I've got a Fortigate firewall connecting over the internet via public IPs with a Bintec Router (or whatever the hell its called) via IPSec. It's for a customer of ours so they can access a server from one of their partner companies.
The Tunnel is actually active and stays up, but after the Phase 2 timeout (or close to the point where it would time out), data traffic ceases. I've confirmed this by running a steady ping from the Fortigate (using it's internal trusted interface as the source) to the destination server. Since a new ping gets sent every second, it basically counts how long data flows over the tunnel.
I've contacted the techs on the distant end and they seem to have more experience with IPSec tunnels, but they also don't have any concrete answers.
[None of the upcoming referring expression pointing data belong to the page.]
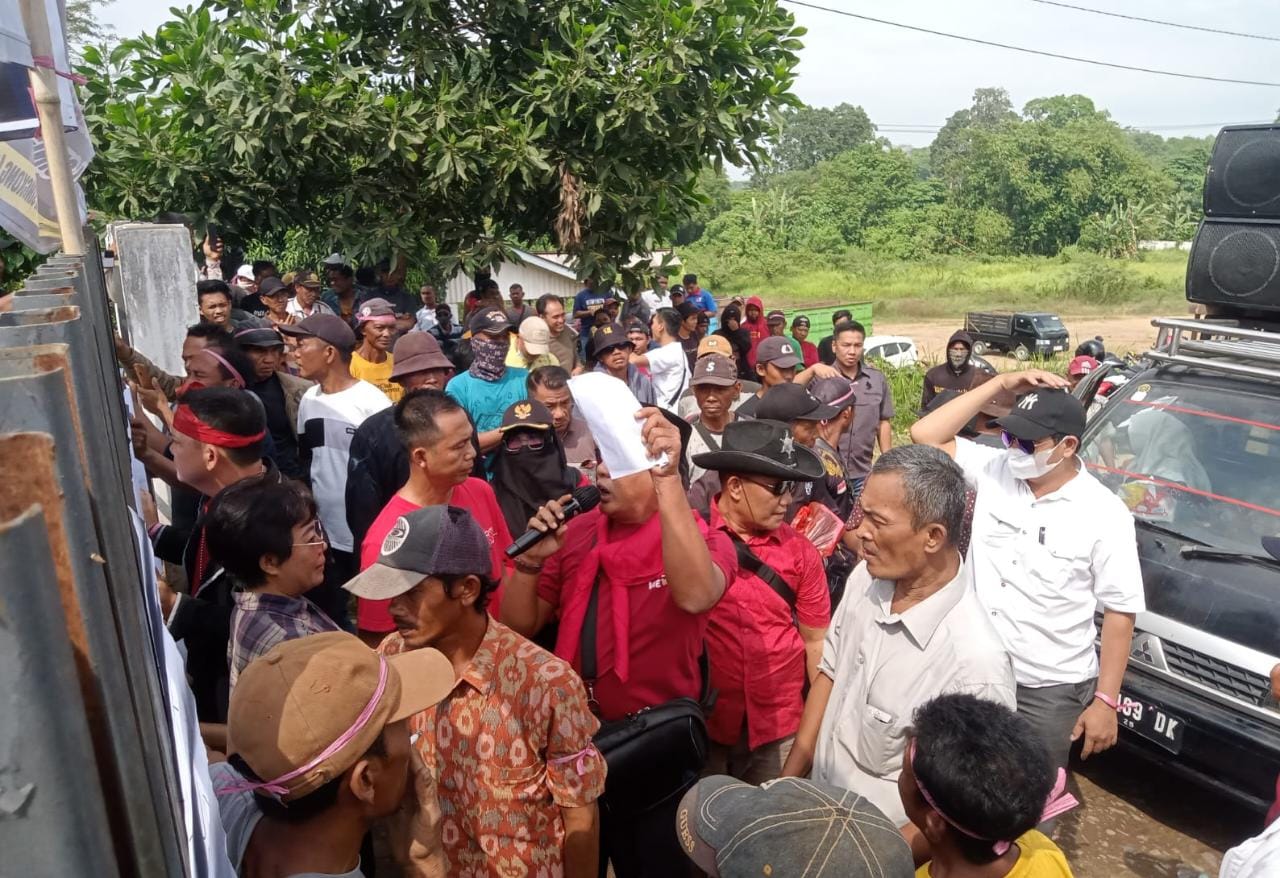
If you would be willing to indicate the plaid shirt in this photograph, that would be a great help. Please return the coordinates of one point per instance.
(261, 621)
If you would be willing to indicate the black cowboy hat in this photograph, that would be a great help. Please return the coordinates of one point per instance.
(763, 448)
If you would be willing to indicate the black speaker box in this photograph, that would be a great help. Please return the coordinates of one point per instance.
(1235, 264)
(1243, 177)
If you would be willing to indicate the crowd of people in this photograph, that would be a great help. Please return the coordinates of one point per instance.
(784, 604)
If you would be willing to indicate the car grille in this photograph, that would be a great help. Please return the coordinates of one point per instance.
(1207, 671)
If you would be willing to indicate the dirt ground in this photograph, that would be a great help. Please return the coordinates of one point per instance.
(1120, 334)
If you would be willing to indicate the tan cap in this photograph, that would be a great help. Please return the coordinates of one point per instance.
(536, 335)
(327, 691)
(714, 344)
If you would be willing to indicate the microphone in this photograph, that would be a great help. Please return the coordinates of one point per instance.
(584, 499)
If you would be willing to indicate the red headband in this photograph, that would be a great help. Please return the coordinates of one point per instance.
(186, 423)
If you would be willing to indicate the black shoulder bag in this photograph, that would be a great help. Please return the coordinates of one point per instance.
(748, 561)
(654, 753)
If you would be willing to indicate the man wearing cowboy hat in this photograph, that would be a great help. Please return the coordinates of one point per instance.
(764, 638)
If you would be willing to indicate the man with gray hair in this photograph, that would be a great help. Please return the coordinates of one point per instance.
(908, 630)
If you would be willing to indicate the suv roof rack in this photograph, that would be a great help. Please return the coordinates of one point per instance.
(1221, 347)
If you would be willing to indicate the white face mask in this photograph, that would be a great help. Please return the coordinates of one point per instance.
(1029, 466)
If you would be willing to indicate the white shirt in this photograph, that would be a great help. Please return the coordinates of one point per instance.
(656, 300)
(670, 370)
(1042, 566)
(1255, 858)
(885, 664)
(327, 421)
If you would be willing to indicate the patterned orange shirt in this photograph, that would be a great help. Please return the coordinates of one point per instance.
(510, 746)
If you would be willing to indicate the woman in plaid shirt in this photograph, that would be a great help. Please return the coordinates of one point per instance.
(265, 534)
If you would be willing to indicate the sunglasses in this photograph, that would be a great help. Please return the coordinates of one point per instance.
(513, 442)
(778, 489)
(1010, 440)
(318, 535)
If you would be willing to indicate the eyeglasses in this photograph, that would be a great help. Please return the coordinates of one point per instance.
(318, 535)
(1027, 446)
(516, 440)
(778, 489)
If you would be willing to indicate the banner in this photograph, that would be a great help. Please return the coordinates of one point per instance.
(26, 191)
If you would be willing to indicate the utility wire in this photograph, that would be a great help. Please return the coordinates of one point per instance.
(1032, 51)
(1156, 21)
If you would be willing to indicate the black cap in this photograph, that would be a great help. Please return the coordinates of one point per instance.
(787, 827)
(762, 447)
(328, 328)
(1043, 412)
(791, 402)
(609, 335)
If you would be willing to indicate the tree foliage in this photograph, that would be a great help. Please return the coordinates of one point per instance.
(420, 126)
(810, 135)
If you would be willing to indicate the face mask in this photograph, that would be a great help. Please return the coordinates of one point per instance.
(1029, 466)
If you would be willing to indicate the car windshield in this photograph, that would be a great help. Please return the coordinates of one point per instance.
(1198, 461)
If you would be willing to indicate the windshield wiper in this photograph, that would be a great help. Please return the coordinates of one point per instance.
(1210, 553)
(1169, 531)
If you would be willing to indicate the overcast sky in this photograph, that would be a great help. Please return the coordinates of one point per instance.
(903, 77)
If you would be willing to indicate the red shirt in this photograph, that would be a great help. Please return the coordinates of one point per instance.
(758, 658)
(476, 497)
(663, 643)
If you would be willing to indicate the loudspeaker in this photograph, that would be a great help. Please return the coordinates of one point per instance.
(1243, 177)
(1235, 264)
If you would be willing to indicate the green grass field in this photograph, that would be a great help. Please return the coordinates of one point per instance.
(946, 286)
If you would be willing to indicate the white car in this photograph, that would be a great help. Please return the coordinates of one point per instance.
(895, 350)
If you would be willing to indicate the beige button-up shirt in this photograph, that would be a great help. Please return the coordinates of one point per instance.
(885, 664)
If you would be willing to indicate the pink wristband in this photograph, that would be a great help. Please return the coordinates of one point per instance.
(1106, 699)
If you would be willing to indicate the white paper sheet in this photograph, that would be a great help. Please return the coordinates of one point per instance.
(609, 408)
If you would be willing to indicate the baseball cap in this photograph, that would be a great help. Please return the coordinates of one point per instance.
(837, 392)
(1043, 412)
(416, 352)
(311, 707)
(328, 328)
(777, 350)
(609, 335)
(375, 310)
(257, 333)
(1082, 365)
(787, 827)
(434, 540)
(791, 402)
(717, 344)
(489, 320)
(272, 287)
(536, 334)
(713, 369)
(307, 279)
(526, 415)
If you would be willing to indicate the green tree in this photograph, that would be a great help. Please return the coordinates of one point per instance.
(414, 124)
(990, 110)
(810, 135)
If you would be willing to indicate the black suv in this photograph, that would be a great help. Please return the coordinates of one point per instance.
(1192, 444)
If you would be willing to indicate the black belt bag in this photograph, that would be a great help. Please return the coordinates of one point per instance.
(654, 753)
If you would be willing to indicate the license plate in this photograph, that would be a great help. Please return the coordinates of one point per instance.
(1151, 722)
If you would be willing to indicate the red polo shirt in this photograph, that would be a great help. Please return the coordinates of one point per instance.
(758, 659)
(663, 643)
(476, 497)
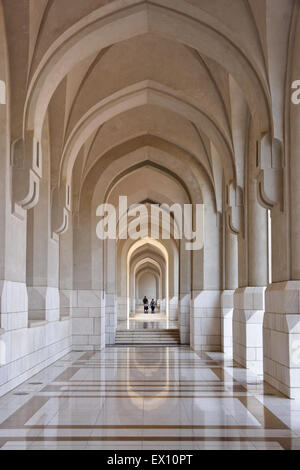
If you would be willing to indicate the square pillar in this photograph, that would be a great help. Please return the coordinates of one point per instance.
(227, 298)
(248, 315)
(206, 320)
(281, 336)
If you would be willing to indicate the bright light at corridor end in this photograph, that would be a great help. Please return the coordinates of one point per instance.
(136, 222)
(164, 251)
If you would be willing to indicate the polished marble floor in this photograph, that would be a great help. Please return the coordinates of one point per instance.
(147, 398)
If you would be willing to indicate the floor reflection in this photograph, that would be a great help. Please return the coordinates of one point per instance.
(147, 397)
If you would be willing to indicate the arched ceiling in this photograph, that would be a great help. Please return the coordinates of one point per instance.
(112, 78)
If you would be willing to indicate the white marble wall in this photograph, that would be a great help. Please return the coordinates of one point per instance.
(88, 319)
(110, 318)
(248, 314)
(205, 333)
(227, 305)
(184, 319)
(25, 351)
(281, 333)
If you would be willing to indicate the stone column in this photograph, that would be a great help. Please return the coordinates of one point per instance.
(249, 303)
(231, 283)
(282, 319)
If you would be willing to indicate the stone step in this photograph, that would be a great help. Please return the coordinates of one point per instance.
(157, 336)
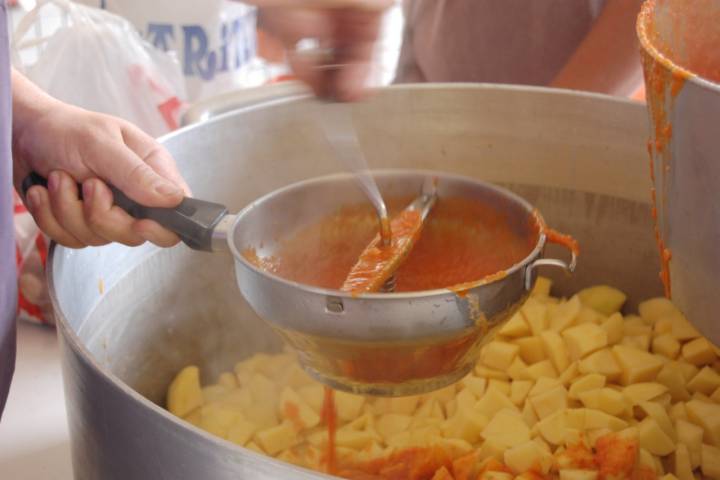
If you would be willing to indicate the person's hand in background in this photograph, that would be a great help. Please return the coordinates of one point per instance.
(349, 28)
(68, 145)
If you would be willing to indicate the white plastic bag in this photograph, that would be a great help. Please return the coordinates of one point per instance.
(215, 40)
(98, 61)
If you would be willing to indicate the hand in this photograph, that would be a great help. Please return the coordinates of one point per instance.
(349, 27)
(68, 145)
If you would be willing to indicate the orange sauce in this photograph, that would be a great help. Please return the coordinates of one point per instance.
(615, 456)
(462, 241)
(378, 262)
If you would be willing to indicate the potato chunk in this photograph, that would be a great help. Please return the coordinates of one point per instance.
(603, 298)
(184, 393)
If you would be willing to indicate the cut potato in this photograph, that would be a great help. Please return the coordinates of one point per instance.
(603, 298)
(499, 355)
(699, 352)
(614, 328)
(555, 350)
(601, 362)
(636, 365)
(517, 326)
(506, 428)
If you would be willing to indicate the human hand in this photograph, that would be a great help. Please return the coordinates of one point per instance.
(68, 145)
(348, 27)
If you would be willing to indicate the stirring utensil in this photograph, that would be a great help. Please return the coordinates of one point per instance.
(377, 264)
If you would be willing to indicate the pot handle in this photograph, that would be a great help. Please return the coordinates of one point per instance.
(193, 220)
(563, 240)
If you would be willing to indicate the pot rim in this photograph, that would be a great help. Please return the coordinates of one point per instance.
(646, 15)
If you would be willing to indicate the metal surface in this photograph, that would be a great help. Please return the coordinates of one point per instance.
(687, 170)
(131, 318)
(431, 338)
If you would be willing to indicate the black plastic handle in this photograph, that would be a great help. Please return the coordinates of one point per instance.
(193, 220)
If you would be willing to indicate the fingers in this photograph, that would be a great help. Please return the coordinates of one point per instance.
(38, 203)
(67, 209)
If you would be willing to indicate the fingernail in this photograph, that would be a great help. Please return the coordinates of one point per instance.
(53, 181)
(88, 189)
(167, 189)
(33, 200)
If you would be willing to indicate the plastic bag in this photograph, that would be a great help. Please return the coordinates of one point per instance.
(215, 40)
(97, 60)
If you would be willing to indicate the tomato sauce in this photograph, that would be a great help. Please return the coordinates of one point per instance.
(462, 240)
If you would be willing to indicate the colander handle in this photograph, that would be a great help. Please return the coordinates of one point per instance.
(193, 220)
(550, 262)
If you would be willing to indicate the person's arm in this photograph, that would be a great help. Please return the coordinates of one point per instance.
(350, 27)
(69, 145)
(608, 59)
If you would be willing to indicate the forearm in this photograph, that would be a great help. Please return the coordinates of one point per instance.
(28, 102)
(607, 60)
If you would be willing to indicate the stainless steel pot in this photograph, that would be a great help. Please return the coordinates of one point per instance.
(130, 318)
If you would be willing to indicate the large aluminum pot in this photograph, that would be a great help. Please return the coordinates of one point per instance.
(679, 41)
(130, 318)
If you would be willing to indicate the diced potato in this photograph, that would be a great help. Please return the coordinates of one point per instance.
(570, 374)
(542, 287)
(474, 384)
(526, 456)
(653, 439)
(681, 462)
(602, 362)
(666, 344)
(535, 314)
(519, 390)
(643, 391)
(390, 424)
(636, 365)
(549, 402)
(614, 328)
(699, 352)
(295, 409)
(578, 474)
(541, 369)
(553, 427)
(651, 310)
(507, 429)
(492, 402)
(681, 328)
(564, 314)
(584, 339)
(518, 370)
(671, 376)
(241, 431)
(184, 393)
(605, 299)
(597, 419)
(710, 463)
(515, 327)
(659, 414)
(707, 416)
(606, 399)
(588, 315)
(483, 371)
(543, 384)
(278, 438)
(348, 406)
(498, 355)
(591, 381)
(555, 350)
(641, 342)
(531, 349)
(706, 381)
(691, 435)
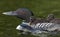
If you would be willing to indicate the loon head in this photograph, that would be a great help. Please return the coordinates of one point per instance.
(22, 13)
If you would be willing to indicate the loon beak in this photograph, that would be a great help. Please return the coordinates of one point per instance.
(10, 13)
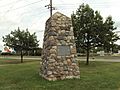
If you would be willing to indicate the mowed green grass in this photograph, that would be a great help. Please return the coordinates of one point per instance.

We set the Key Life time up from 1,800 seconds to 18,000 seconds. Sure enough, 16,300 seconds later, the tunnel died again, wheras it used to die after about 1,600 seconds.
If I click the option "Bring Down" to kill the tunnel, the tunnel suddenly starts working again without actually going down.
I have the option for "Autokey Keepalive" on the Fortigate activated, but the other guys don't have any such option that I could ascertain. Also, Dead Peer Detection is activated in Phase 1.
TL;DR: Anyone have any ideas as to why my IPSec tunnel suddenly stops passing traffic, yet stays online, and instantly resumes sending traffic as soon as I reinitialize the tunnel by hand?
Posts
Second of all: Since I'm testing this connection with neverending Pings, can it be that the tunnel reactivates with TCP or UDP traffic and "ignores" ICMP? I ask because I've noticed that even though the tunnel goes down regularly, it comes back up on it's own, suggesting that maybe an initiated TCP session brought the tunnel back up or something...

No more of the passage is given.